190119 Greatly Enhanced Photothermal Nonlinearity in a Silicon Nano-Resonator

Title:
Greatly Enhanced Photothermal Nonlinearity in a Silicon Nano-Resonator

Speaker:
杜懿修 (Yi-Shiou Duh), PhD student, Stanford University

Time:
01/19 (Sat.) 6 pm PST, 7 pm MST, 8 pm CST, 9 pm EST
01/20 (Sun.) 10 am Taiwan

Keywords:
Physics, Optics, Si nanophotonics, Nonlinearity, Mie scattering, Photothermal

Abstract:
For next-generation integrated circuits, photonics may take over electronics to provide fast-speed, low-loss devices. Among all potential materials, Silicon is one of the best candidates owing to its natural abundance and well-established fabrication technique.

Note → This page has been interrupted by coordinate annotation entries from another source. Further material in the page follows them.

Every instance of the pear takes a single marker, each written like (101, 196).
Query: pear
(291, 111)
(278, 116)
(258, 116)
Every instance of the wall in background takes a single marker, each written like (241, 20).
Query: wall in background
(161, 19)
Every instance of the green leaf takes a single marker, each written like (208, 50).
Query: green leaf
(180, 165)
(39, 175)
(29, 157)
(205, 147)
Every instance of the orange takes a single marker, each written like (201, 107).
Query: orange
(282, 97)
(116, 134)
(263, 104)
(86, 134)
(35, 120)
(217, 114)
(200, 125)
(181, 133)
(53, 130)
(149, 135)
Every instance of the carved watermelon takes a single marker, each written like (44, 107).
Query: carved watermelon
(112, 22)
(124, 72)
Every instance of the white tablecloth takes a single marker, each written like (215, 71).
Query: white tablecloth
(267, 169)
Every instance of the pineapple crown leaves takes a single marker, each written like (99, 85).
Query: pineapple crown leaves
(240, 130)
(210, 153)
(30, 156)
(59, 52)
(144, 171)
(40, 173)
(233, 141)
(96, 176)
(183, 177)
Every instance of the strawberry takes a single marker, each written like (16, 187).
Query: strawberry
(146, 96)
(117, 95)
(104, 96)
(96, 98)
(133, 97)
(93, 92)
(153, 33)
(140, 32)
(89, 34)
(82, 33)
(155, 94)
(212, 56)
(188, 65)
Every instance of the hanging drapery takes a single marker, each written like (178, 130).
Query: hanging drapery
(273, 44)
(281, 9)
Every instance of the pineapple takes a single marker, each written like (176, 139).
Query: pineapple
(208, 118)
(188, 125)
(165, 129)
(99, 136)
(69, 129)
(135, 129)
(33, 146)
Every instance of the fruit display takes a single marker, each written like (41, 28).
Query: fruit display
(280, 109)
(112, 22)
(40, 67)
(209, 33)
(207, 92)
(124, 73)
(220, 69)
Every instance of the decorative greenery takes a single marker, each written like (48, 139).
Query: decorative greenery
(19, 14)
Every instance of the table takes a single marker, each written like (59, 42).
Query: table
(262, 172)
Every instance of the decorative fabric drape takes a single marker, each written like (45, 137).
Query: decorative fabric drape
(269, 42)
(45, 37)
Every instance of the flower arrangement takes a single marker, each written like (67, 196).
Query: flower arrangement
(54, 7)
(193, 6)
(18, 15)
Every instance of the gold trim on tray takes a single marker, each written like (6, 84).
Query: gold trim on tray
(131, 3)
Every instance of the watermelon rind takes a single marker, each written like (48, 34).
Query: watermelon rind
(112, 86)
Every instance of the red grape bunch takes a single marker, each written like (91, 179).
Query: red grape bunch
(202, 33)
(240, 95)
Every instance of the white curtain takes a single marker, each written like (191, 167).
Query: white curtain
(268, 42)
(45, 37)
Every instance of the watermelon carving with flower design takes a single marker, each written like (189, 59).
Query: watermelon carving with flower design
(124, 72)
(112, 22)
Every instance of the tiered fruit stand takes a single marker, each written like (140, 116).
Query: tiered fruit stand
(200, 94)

The foundation of silicon electronics lies in the nonlinear response from pn junctions, so similar to that, the key element in silicon photonics is optical nonlinearity. However, the optical nonlinearity of silicon is not particularly large. There have been various methods to enhance silicon’s nonlinear response, including microring resonator and photonic crystal, both based on light confinement. In addition, it is also well known that photothermal effect provides the largest third-order nonlinearity in general.

In this work, we show that by amalgamating light confinement based on nanostructure engineering and photothermal effect, seven-order enhancement of nonlinear coefficient over bulk silicon is demonstrated, with mode volume. The experimental nonlinearity from scattering measurement agrees well with photothermal simulation. The exceptionally large nonlinearity not only enables all-optical control with large modulation depth and small footprint, but also paves the way towards integrated silicon nanophotonic circuits.